No, I don't have Alzheimer's Disease, but my particular version of MS causes me to share some symptoms with Alzheimer's patients. I have cognitive deficits. No longer can I mentally turn on a dime, or snatch just the right word out of the air or even spell the most familiar words correctly. I often can't remember that I've already said something, and I say it again. I forget things from one room to the next. I'm like Alice in too many ways for comfort.

I have multiple sclerosis, but I don't need a wheelchair or a cane or any other physically assistive device. I have a version of MS some of us mockingly call the "But You LOOK Fine" type. I read that line in Still Alice, and I think I probably know almost exactly how Alice felt when she heard it.

I resent having Multiple Sclerosis, but I admit I'm hugely relieved it is not as aggressively destructive a disease as Alzheimer's. Knock on wood. After all, there is no rule book that says just because I have MS I can't get another nightmare of a disease.

Thank you, Lisa Genova, for giving us Alice, who will always be still Alice somewhere, if only in our hearts and minds.

Tameri T. said...

I blogged about your book at www.aintiawriter.blogspot.com.

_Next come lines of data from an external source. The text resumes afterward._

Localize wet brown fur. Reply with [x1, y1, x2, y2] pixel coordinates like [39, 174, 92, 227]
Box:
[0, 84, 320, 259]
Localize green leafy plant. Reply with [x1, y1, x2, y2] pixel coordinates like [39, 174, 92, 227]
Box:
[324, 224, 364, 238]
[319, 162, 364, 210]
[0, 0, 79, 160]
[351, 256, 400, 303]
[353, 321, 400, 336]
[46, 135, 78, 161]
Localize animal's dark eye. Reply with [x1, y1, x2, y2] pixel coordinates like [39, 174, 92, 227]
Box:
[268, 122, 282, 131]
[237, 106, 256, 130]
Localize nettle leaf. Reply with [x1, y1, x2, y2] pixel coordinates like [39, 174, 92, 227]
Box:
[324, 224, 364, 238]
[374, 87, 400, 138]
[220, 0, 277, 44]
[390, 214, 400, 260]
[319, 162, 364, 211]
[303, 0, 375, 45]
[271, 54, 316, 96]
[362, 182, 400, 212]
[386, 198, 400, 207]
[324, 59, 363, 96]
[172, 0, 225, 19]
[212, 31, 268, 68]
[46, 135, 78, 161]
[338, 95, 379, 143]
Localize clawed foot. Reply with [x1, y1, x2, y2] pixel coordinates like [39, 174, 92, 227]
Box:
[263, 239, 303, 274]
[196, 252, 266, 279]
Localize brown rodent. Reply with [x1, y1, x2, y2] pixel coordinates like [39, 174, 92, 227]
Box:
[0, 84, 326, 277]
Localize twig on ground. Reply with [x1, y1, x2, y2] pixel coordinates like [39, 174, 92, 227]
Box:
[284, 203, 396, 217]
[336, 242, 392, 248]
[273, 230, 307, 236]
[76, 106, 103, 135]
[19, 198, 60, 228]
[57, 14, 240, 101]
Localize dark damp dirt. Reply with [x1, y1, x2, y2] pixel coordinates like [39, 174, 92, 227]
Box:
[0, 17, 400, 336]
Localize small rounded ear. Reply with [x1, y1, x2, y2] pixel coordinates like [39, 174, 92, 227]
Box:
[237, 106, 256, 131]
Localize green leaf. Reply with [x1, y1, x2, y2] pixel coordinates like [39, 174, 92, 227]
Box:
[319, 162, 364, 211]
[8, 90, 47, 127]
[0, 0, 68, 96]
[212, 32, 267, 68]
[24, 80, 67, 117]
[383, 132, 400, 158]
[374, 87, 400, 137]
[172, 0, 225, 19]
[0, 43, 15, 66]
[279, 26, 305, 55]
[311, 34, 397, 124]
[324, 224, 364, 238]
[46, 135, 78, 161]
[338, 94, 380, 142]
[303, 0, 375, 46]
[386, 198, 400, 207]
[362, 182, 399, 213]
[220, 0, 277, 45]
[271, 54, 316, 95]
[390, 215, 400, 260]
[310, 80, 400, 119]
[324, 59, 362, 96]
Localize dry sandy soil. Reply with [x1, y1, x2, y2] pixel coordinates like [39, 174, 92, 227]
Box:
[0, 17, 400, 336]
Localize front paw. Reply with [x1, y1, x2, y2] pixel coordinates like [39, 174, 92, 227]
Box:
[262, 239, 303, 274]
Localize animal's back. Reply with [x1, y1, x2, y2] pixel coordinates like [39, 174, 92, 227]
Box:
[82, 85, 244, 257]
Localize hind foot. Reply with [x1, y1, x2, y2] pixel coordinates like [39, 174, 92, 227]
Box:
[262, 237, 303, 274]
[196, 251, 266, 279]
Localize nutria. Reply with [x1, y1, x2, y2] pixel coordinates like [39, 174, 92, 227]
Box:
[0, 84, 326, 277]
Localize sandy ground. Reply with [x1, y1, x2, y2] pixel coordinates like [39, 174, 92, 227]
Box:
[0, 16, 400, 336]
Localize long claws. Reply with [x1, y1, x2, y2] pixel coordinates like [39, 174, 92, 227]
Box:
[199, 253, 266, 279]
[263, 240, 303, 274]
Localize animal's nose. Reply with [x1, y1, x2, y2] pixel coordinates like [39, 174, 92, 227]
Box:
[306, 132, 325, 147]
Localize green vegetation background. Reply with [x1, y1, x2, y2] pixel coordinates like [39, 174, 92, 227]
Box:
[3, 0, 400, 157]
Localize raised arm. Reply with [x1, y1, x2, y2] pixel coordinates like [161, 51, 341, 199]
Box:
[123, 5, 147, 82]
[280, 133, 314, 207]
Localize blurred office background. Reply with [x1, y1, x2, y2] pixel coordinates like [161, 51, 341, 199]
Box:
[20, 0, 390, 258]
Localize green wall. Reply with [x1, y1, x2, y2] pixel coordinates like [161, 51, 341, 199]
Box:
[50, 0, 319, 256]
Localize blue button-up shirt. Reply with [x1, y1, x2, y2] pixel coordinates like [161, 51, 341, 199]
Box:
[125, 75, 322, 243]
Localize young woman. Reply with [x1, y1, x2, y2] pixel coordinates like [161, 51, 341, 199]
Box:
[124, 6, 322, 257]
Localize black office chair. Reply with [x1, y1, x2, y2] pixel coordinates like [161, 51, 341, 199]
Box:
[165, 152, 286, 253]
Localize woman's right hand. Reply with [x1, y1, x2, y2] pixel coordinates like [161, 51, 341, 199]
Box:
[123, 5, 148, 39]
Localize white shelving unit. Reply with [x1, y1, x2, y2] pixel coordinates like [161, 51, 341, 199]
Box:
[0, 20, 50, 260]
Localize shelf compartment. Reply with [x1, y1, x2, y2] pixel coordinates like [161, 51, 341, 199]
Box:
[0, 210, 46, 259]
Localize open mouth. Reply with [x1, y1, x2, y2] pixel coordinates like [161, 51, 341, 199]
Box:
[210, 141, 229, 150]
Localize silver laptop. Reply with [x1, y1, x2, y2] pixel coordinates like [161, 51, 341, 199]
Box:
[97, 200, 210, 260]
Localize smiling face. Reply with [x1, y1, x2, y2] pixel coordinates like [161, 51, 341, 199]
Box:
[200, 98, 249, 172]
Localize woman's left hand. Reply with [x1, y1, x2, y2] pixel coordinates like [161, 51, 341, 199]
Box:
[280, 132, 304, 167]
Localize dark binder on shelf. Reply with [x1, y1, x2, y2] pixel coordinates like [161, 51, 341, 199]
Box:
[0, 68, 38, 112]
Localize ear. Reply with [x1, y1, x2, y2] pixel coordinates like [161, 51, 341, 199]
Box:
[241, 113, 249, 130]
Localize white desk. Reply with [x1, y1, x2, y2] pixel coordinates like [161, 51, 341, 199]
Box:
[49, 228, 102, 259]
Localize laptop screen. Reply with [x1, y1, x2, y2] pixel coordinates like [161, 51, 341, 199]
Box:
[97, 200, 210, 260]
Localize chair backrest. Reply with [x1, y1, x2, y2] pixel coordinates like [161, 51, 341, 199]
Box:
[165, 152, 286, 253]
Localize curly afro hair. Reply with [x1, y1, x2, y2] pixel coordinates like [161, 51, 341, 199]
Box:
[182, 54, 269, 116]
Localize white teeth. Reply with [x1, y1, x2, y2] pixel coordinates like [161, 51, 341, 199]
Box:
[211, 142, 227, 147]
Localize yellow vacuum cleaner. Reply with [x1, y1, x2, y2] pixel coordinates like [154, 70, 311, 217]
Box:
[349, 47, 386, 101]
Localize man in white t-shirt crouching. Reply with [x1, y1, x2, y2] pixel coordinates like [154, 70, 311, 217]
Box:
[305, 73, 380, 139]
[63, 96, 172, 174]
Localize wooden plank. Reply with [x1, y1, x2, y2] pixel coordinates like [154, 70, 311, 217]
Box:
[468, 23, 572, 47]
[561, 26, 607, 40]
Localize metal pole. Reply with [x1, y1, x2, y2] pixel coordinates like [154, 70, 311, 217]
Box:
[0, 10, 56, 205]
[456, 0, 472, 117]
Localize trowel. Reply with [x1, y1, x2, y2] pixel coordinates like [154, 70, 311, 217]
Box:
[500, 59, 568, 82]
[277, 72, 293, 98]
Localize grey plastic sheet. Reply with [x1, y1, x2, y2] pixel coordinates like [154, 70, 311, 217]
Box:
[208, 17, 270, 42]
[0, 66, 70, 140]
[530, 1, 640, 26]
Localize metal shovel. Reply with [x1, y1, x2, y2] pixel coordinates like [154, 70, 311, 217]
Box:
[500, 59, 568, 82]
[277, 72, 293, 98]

Thanks for writing it.

Nicola said...

Hi Lisa
I have just finished "Still Alice" and have just been given your second book for mothers day here in New Zealand!
As an Occupational Therapist, I have worked in both Neurology and Psychogeriatrics in the commuunity and have a love of the " Brain" and people who have been effected in some way from injury and disease.
I have worked with Neuropsycholgists and think they are fab.
What I have really enjoyed about your book is some insight into how the person is effected from their perspective. You have managed to cross a bridge between academic, health professional to speaking to the families/public in real everyday language and with functional examples of the journey with Alzehiemers. That truly is a gift!!!!
I am in awe of you and totally loved this book, it is on my "to read once a year list"!!! Thank you sooooo much.
Nic :-)

Nina said...

Lisa! Thanks for this! Very much my experience with my father's Alzheimer's too... However, in his case, because of the already advanced state of his disease etc, I did the meditating for him. Such is the life of a clairvoyant, I suppose! ;)
My blog on our experiences working through Alzheimer's with energy work is: ninacollart.com
Hope to see you again soon (We met once or twice at the Box Office!)